Originally dubbed magic cookie by its inventors at Netscape, a cookie is nothing more than a text file that resides on the user's hard drive, into which sites can record a short string of data about the user for future reference. Without cookies, the HTTP protocol of the Web doesn't provide any easy way to recognize the same user from one click to the next.
Typically, a site will use a cookie to assign a serial number to an individual user, against which it can cross-reference data stored on the site's own database regarding the user's previous interactions with the site.
Common uses for cookies include the following: enabling a user of a commerce site to carry a virtual shopping basket from page to page, so the site can keep track of what items the user selected for purchase on earlier pages; recognizing a registered member at the homepage so he doesn't have to always enter his password and ID; tracking how many times a Web surfer has seen a particular ad banner to avoid showing him the same one too many times; and matching a user to his demographic profile.
Despite hysterical media reports, cookies cannot "learn" anything about Web surfers. They're simply repositories for data, not agents that sniff anything out. They most certainly can't determine a visitor's email address, bank account number, or any other personal information, unless he has already volunteered that information to the site in the first place. In that case, the cookie simply allows the site to cross-reference the ID of the browser against the user's personal information in the site's database.
Because sites don't actually store much more than a serial number on the user's hard drive, an unrelated site can't use the cookie to gain access to any personal information that the user may have divulged. If sites belong to the same network, however, the network can cross-reference the share data about individual users from one site in the network to the next through cookies.

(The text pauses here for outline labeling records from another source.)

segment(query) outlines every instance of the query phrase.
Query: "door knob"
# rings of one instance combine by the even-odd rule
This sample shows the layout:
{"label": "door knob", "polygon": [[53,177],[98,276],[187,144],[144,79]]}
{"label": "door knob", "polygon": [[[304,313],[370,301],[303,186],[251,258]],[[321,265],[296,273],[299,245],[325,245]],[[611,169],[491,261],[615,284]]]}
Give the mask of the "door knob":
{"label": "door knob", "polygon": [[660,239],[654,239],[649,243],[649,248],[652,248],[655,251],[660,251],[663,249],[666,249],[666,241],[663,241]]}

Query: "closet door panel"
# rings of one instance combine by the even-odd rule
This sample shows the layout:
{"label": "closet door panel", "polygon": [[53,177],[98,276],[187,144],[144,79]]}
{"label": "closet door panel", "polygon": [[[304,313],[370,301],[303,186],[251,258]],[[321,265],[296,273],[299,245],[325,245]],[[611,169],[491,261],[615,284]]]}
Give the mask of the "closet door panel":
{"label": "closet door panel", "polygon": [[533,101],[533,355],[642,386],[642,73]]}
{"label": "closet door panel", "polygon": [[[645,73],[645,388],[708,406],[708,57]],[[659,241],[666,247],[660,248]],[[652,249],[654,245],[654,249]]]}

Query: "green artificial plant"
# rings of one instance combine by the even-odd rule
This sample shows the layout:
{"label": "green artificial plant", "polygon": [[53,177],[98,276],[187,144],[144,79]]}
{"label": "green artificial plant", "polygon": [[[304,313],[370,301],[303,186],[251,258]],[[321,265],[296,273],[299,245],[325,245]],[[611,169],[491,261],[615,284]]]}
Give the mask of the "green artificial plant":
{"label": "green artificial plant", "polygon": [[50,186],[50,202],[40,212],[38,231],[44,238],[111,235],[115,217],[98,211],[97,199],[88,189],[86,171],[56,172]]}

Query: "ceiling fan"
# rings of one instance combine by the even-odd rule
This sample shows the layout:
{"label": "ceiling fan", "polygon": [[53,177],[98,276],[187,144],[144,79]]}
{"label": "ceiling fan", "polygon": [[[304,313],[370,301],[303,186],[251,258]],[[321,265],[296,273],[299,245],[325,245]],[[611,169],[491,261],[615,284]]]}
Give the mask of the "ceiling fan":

The idea of third-party cookies bothered some privacy advocates, who in mid-1997 succeeded in lobbying a leading Internet standards body, the Internet Engineering Task Force (IETF), to propose a new set of standards that would do away with third-party cookies.
The online advertising community, which hadn't paid attention to the drafting process of the new standards, woke up in a panic and lobbied Microsoft and Netscape to ignore the proposed standards. Because the IETF only recommends standards without any power to enforce them, the Big Two browser makers sided with the advertising community. They ignored the IETF's recommendations in the release of their 4.0 browsers, leaving cookie management pretty much the same as it had been. Eliminating third-party cookies would have badly shaken the ability of many advertisers to target effectively.
As a compromise, Netscape, Microsoft, and a slew of other companies endorsed a new proposed technology known as the Open Profiling Standard (OPS). Details of the initiative have been scant since its announcement in the summer of 1997, but committees are at work drafting a form of it likely to be adopted with the 5.0 versions of the main browsers.
Basically, OPS would allow users to configure their browsers at setup with a wide range of personal demographic data. This would include most of the information requested on registration forms, such as name, email address, gender, and so on, and even such sensitive information as credit card numbers.
The information would be stored securely within the browser so that snooping colleagues or other users couldn't access it without a password. Then, when the Web surfer encountered a site that asked for personal data, he could release only the amount of data he wanted on a site-by-site basis, and without having to retype it over and over.
Presuming it does come to pass, OPS sounds like it would solve several sticky problems of personal data management, ad targeting, and privacy on the Web.
Many marketers are realizing that the World Wide Web can be used effectively for very local marketing. Local Web services, from city entertainment listings such as Microsoft's Sidewalk to small- and medium-sized businesses who want to market regionally, are a fast-growing Web trend. And as CellularVision found on the New York Times site, targeting ads to users by neighborhood can be highly effective.
So how can you target geographically? The most reliable way is, again, demographic data supplied by the users. As we've seen, however, relatively few sites are prepared to deliver real demographics. Fortunately, there are several alternative ways you can target by geography.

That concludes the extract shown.